Re: elevator messages in 2.3.50

From: Andrea Arcangeli (andrea@suse.de)
Date: Thu Mar 09 2000 - 12:05:56 EST


On Thu, 9 Mar 2000, Jamie Lokier wrote:

>Andrea Arcangeli wrote:
>> [..] Any kind of guess will lose and will harm
>> the fast path.
>
>There should be a question: does the guess result in better overall I/O
>performance?

No if you don't know there will be another near request as soon as the
current one gets completed.

>[..] Waiting for a new request in the holdoff time only wins
>if you get one and the elevator chooses it in preference to the request
>that was waiting. [..]

Right (or more carefully: _possible_). For example that's obviously
wrong if the long seek moves in another disk (raid hardware for example)
and it may be wrong for some hardware but as said I was just supposing
to learn the holdoff time with lowlevel blockdevice interaction.

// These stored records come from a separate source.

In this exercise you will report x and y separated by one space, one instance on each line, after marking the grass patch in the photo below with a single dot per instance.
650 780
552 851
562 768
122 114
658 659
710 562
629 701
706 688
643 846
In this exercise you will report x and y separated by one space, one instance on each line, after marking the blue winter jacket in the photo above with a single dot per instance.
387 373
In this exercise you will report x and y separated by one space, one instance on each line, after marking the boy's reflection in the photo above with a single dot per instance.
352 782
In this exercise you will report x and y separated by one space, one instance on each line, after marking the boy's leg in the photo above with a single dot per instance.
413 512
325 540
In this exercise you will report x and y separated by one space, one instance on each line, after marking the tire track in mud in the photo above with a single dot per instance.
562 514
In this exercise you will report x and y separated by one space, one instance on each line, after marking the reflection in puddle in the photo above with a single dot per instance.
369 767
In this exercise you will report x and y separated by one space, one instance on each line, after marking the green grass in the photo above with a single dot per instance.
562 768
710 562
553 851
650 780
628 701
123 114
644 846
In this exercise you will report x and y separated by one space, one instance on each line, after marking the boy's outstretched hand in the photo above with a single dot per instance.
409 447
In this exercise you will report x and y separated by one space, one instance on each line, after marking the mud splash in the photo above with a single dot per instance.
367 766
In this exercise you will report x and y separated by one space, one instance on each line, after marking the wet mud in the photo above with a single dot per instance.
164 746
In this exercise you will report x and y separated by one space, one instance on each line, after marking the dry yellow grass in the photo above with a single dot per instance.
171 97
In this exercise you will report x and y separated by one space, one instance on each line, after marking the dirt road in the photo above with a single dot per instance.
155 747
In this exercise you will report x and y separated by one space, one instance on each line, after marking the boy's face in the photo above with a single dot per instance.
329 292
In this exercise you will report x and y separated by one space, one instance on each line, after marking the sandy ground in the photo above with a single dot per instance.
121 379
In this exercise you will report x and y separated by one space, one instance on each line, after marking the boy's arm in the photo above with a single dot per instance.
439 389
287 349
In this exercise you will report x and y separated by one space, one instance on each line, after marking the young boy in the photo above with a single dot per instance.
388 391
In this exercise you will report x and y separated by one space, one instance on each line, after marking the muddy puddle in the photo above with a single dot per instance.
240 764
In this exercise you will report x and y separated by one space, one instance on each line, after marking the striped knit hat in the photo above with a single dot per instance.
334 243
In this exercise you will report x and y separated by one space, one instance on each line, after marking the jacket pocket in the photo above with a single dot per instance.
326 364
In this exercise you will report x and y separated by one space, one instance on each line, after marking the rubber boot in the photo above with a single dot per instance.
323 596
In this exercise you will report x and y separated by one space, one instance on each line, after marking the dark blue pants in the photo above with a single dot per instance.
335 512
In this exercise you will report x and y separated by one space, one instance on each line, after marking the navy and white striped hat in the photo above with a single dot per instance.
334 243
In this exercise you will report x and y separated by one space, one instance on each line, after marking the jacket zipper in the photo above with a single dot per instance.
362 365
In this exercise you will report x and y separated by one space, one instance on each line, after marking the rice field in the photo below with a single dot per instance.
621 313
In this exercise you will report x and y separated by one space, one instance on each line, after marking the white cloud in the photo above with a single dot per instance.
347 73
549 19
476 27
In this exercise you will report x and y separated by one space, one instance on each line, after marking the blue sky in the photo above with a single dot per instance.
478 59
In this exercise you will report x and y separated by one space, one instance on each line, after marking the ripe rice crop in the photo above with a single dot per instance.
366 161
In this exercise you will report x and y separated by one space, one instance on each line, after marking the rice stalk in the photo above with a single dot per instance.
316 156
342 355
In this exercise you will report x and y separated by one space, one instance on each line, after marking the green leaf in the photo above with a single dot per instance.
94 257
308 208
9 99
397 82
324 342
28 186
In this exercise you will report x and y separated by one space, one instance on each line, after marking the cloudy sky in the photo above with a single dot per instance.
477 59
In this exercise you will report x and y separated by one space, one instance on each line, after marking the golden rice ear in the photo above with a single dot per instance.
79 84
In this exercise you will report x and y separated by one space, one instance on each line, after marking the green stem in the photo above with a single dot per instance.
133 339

> [..] And that may only happen in the same cases that
>trigger readahead/readaround anyway.

As just said readahead(read(2))/readaround(pageins) by design doesn't need
such logic at all. They instead invalidate the benefit of that heuristic.

The heuristic make sense only where we can give an hint and where we can't
do readahead/readaround and that's the case of the indirect blocks. And
even the indirect blocks case is an issue only during startup in only
patological cases, then - once the indirect blocks are in cache - that's not
an issue anymore and so it doesn't even look like a real issue to me if you
have enough memory to take the very-hot informations in cache.

>> I remember you said the larger the seek is, the more probability another
>> request will happen in the middle. Ok. But the whole point is that you
>> _can't_ know if there will be another request any time soon unless the fs
>> tells you about that. The FS is the only entity that can know that
>> _sometime_.
>
>Well _my_ point (;-) is that especially for page-ins, _nobody_ knows if
>there will be another request soon. And that situation has another

The pagein has to discover where the binary data block is. To do that you
may have to follow indirect blocks. So really the heuristic can fit inside
pageins too.

For the binary _data_, the readaround takes care of that, and the indirect
blocks are going to be read only at once anyway as said above (and really
binaries are usually too short to need to fault on lots of level of
indirections so the heuristic is not going to help pageins at all).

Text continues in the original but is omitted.